二人は窓の側の椅子に座りながら煙草を吸い始める。銃声と砲声が轟き、臼砲の独特な落下音が聞こえてきた。だんだん大きくなってくるかぶら矢のように甲高い落下音は人の心に恐怖感を与え、士気を低下させる。アレンツ達も耳を塞ぎたくなってきた。
「今日は眠れそうにないな」
「ああ。領事館は今ごろてんてこまいだろう」
「畜生、俺はワインかなんか買ってくる」
「ああ、すまん。拳銃持ってるよな?」
「持ってる」
鼻から煙を吐き出しながらアレンツは腰の小さなホルスターからコルトM1903拳銃を取り出す。いつか民間向けに販売されていたのをソトモクと共に一丁ずつ購入したものだ。予備の弾倉すらも揃えてある。煙草を一本吸い終わるとアレンツは立ち上がり、ワインを買いに下に降りるため、部屋のドアを開いた。
廊下に出ると、スーツを着用した中国人が六人程一列縦隊になって歩いてきた。皆富豪らしく、礼儀正しい格好をしている。その列の最後尾に、先程アレンツに屈辱的な発言を浴びせられた中華系の少女が歩いているのが目に入った。
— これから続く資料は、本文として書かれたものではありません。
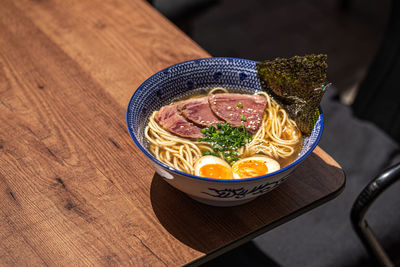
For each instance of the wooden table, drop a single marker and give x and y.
(74, 189)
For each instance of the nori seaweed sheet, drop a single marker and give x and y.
(297, 84)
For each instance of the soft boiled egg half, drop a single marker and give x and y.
(213, 167)
(254, 166)
(217, 168)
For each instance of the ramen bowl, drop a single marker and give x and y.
(193, 78)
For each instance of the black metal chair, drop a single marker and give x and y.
(370, 193)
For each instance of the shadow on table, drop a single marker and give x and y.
(209, 229)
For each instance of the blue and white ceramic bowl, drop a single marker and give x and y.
(194, 77)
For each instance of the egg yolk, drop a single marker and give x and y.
(250, 168)
(215, 171)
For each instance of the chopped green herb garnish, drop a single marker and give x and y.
(225, 139)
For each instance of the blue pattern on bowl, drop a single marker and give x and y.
(194, 77)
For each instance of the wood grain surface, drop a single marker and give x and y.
(74, 189)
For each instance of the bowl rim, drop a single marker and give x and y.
(143, 150)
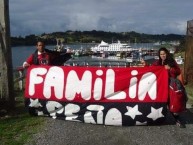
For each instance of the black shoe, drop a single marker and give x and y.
(180, 124)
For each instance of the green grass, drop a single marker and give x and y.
(17, 127)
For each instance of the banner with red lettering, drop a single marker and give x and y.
(98, 95)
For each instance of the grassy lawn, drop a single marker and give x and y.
(17, 127)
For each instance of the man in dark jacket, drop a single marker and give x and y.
(43, 56)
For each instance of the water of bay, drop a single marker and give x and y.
(20, 53)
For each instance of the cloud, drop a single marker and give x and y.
(143, 16)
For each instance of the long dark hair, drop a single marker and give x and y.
(169, 58)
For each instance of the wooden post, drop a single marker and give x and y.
(6, 68)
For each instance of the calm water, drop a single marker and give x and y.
(20, 53)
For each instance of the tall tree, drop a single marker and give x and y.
(6, 68)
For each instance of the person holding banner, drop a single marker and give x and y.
(177, 94)
(43, 56)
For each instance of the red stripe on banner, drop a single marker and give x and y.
(94, 84)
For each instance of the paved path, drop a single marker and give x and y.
(60, 132)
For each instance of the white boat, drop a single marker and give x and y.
(113, 47)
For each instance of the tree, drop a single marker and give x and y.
(6, 68)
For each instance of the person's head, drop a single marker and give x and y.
(40, 46)
(165, 57)
(163, 53)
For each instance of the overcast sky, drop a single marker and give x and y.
(143, 16)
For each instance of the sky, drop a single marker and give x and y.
(143, 16)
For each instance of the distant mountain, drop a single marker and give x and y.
(96, 37)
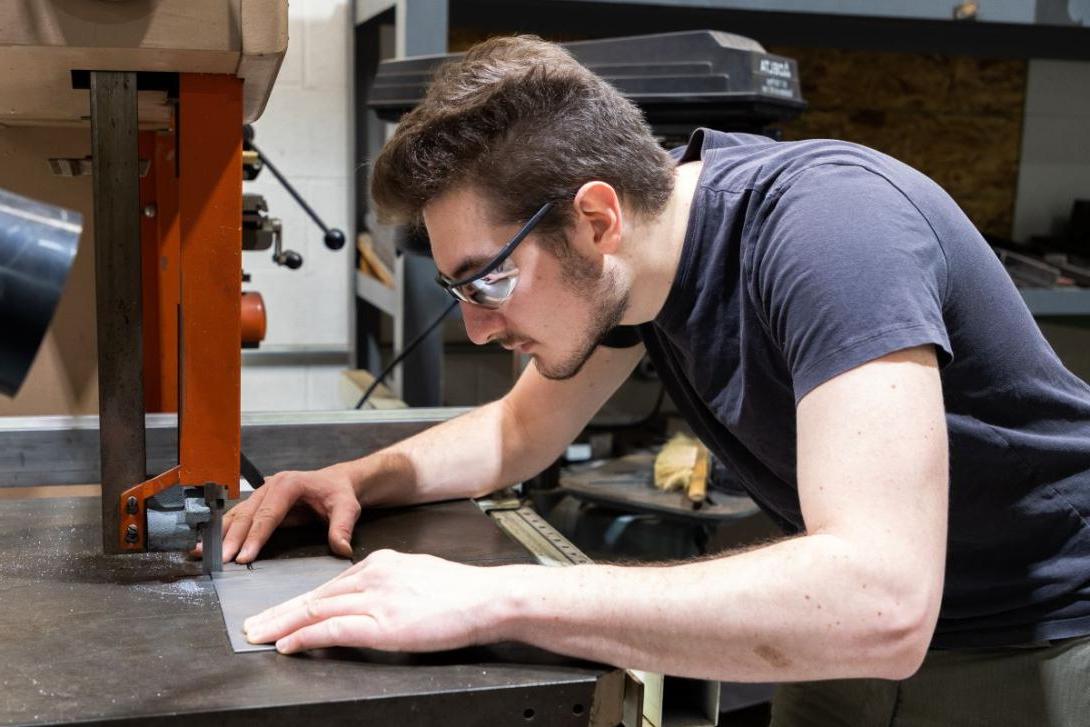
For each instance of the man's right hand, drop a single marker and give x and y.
(329, 493)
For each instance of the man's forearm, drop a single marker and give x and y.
(803, 608)
(469, 456)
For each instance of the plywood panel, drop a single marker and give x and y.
(63, 377)
(957, 120)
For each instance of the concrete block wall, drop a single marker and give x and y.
(306, 131)
(1055, 155)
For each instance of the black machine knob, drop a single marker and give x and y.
(335, 239)
(289, 258)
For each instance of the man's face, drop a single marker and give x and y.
(560, 307)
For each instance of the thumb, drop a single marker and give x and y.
(342, 519)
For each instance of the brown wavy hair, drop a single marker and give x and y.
(523, 122)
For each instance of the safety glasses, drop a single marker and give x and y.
(495, 282)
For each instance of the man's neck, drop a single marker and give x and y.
(656, 249)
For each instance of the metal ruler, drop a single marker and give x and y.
(547, 545)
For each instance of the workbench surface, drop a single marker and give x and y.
(93, 638)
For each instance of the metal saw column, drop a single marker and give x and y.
(210, 213)
(117, 290)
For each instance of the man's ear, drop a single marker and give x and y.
(597, 205)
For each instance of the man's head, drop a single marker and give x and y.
(513, 124)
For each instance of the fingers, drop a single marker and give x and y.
(343, 513)
(358, 630)
(237, 524)
(311, 610)
(275, 505)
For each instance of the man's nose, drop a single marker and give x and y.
(482, 324)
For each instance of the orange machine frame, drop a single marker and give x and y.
(192, 267)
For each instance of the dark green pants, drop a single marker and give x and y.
(1046, 686)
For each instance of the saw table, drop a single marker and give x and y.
(97, 639)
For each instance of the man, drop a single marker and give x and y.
(832, 326)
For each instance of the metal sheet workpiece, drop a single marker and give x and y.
(244, 592)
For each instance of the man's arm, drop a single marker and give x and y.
(498, 444)
(492, 447)
(857, 595)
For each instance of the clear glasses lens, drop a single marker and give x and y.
(493, 289)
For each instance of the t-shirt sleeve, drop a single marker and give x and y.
(846, 269)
まるで当然かのように中華系の少女に睨まれてしまう。アレンツやソトモクにも紳士的な心はある。申し訳なさに肩をすぼめてしまった。
「・・・どうかされましたか?」
「い、いえ、何でも・・・」
エルキュール・ポワロのような髭を生やした初老の男がフランス語で聞いてくる。慌てながら一言言い、アレンツはその場を後にした。
背後から冷眼を受けて脊髄がむずむずする感触を感じながら階段を走って下り、一階に到着する。天井近くに陳列された電灯が廊下を山吹色に照らしていた。すると、廊下の奥でうずくまって何かをしている中国人の男がアレンツの目に入る。
「おい、どうした?」
M1903に触れていつでも抜けるようにしながら声をかけてみる。その男は黒い飴玉のような物が入ったパイプをライターで炙りながら口に付けてゆっくりと息を吸い込んでいた。なんと男は阿片を喫煙していたのだ。
「けっ、憲兵には言わないでくれよ!!俺だって丸め師が居なくて辛いんだ!!」
「いや、俺としては別に構わないが・・・」
男は火の付いたままのパイプを大事そうに持って遁走していく。すると、男の懐から飴のような物体が入った袋が落下して床に落ちる。それはまだ吸われていない精製された阿片であった。
上海租界では治外法権が敷かれているため、フランスにおける阿片の取り締まりは体制はとても薄い。なので貧困層やギャングがかつてのイギリスにもたらされて栽培されている阿片の闇取引を行っており、相当数の阿片が上海に蔓延している。それでも阿片戦争前に比べれば阿片は減ってきたが、まだまだ奥地では阿片の原料である芥子の栽培が依然として続けられている。上海は外観こそ西洋風の華麗な街だが、その裏では案外阿片の匂いが立ち込めているものなのだ。
アレンツは阿片の袋を拾い上げ、持ち主に返そうとしたが持ち主は既にどこかへ行ってしまった。仕方がないので内ポケットに阿片の袋をひっそりとしまいこんだ。